I’ve sold all my shares in Northamber (LSE:NAR) at 57.2p making a modest profit over the three month holding period (they were purchased at 50.4p – so only a 13.5% return). The primary motive was to add to a cash war chest, ready for purchasing value shares when the crisis reaches its height. But there are also nagging doubts about this business, made more worrying by the prospect of reduced spending throughout UK society on capital items such as audio-visual equipment and computer peripherals in the months ahead.
Why I bought
At 50.4p its market capitalisation was £13.9m, but its cash holdings were over £16m, and it had no debt. The only liability was £7.4m of payables which was more than covered by £9.5m in receivables and £3.3m in inventories. It also had an office building worth north of £3m.

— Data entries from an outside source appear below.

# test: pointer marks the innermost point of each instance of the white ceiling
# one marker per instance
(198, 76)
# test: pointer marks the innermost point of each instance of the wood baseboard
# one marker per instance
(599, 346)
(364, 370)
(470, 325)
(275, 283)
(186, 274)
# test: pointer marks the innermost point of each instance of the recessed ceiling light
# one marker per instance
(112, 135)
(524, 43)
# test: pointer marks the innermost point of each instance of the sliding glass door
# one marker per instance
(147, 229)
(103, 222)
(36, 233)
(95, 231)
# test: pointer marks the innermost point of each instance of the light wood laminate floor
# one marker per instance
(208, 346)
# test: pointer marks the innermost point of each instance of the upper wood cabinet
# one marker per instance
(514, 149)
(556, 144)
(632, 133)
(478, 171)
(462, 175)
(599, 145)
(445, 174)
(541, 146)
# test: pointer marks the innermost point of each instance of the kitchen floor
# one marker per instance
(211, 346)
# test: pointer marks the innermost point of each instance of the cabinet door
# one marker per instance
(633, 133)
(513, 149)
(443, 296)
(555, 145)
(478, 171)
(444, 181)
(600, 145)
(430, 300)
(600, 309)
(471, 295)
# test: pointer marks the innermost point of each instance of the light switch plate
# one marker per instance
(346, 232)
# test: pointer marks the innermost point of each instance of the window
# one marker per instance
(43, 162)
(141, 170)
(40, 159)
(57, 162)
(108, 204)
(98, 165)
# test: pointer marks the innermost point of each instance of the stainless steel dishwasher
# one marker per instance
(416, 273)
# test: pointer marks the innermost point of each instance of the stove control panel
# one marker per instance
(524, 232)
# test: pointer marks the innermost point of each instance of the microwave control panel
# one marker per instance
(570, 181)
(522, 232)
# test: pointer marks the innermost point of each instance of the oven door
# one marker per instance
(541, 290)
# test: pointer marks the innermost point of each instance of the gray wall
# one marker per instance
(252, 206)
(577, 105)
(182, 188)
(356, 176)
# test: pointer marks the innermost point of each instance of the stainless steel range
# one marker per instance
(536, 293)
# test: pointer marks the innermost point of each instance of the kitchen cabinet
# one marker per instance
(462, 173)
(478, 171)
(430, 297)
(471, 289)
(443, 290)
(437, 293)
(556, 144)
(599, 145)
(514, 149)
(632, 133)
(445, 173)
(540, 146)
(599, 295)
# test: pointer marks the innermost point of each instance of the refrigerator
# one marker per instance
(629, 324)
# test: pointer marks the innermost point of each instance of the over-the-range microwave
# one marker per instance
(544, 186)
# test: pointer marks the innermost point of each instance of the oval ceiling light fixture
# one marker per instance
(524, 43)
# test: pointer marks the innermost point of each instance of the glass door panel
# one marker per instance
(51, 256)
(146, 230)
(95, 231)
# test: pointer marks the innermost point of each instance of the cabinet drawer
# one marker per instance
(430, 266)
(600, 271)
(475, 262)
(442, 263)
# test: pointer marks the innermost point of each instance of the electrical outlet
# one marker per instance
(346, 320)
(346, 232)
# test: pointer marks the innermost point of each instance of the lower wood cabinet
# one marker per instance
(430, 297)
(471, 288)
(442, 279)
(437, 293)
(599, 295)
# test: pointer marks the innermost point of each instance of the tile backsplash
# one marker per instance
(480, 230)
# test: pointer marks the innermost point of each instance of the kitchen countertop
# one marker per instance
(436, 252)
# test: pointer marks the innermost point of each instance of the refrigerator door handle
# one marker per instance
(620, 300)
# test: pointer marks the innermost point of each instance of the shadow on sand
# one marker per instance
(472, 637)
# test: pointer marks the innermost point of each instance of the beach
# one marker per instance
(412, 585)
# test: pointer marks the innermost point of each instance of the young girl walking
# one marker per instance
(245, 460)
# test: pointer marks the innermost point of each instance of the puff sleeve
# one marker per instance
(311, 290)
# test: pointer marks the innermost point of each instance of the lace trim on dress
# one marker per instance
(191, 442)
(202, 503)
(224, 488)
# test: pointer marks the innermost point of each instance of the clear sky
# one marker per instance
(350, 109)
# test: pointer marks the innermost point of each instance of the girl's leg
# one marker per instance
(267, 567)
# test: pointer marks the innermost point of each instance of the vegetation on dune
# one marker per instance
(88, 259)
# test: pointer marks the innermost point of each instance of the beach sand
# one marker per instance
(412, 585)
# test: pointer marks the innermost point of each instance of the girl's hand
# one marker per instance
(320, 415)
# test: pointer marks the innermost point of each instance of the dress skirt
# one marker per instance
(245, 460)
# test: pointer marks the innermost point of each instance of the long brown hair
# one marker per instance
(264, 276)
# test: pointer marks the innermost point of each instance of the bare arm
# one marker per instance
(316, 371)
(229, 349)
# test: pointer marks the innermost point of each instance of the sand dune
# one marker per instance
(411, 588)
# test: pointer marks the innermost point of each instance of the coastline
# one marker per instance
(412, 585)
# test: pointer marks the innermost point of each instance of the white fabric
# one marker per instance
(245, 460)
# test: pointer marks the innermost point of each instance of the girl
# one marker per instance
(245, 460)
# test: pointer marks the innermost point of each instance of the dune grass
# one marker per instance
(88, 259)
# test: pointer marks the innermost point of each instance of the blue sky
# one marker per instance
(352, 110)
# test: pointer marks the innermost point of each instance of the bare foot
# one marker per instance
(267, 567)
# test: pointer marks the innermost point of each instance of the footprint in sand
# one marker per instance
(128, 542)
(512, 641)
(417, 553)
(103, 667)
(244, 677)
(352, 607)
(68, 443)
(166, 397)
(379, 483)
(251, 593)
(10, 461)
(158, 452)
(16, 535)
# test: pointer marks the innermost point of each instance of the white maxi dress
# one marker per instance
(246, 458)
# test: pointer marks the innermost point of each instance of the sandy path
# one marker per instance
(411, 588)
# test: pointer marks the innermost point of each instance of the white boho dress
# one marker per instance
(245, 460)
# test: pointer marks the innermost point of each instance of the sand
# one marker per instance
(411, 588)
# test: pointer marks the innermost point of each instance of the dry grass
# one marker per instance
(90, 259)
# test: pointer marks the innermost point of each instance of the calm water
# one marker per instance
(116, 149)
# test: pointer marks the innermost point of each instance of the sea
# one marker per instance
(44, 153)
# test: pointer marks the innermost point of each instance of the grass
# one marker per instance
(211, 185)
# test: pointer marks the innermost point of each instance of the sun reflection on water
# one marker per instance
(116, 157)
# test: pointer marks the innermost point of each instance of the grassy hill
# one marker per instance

Net current asset value from latest announcement (half-year report)
£’000s | Sept 2019 | |
Inventories | 4.5 | |
Receivables | 8.1 | |
Cash | 14.7 | |
Payables | -7.5 | |
Less one-third inventories | -1.5 | |
Less one-fifth of receivables | -1.6 | |
NCAV | 16.7 | |
Value of Chessington office property | 3.0 | |
NCAV plus freehold property | 19.7 |
Market capitalisation at 57.2p = 27.4m x £0.572 = £15.7m. Thus the shares are trading at a 20% discount to NCAV + freehold property. But annual operating losses in the next recession – that awful new factor – might close that gap fairly quickly.
Net current asset value being greater than market capitalisation is where the good news about this company stops. The negatives I list below were just about tolerable in times of normal economic growth and when the share price was 50.4p. But the ramifications of Covid-19 tip the balance against the firm.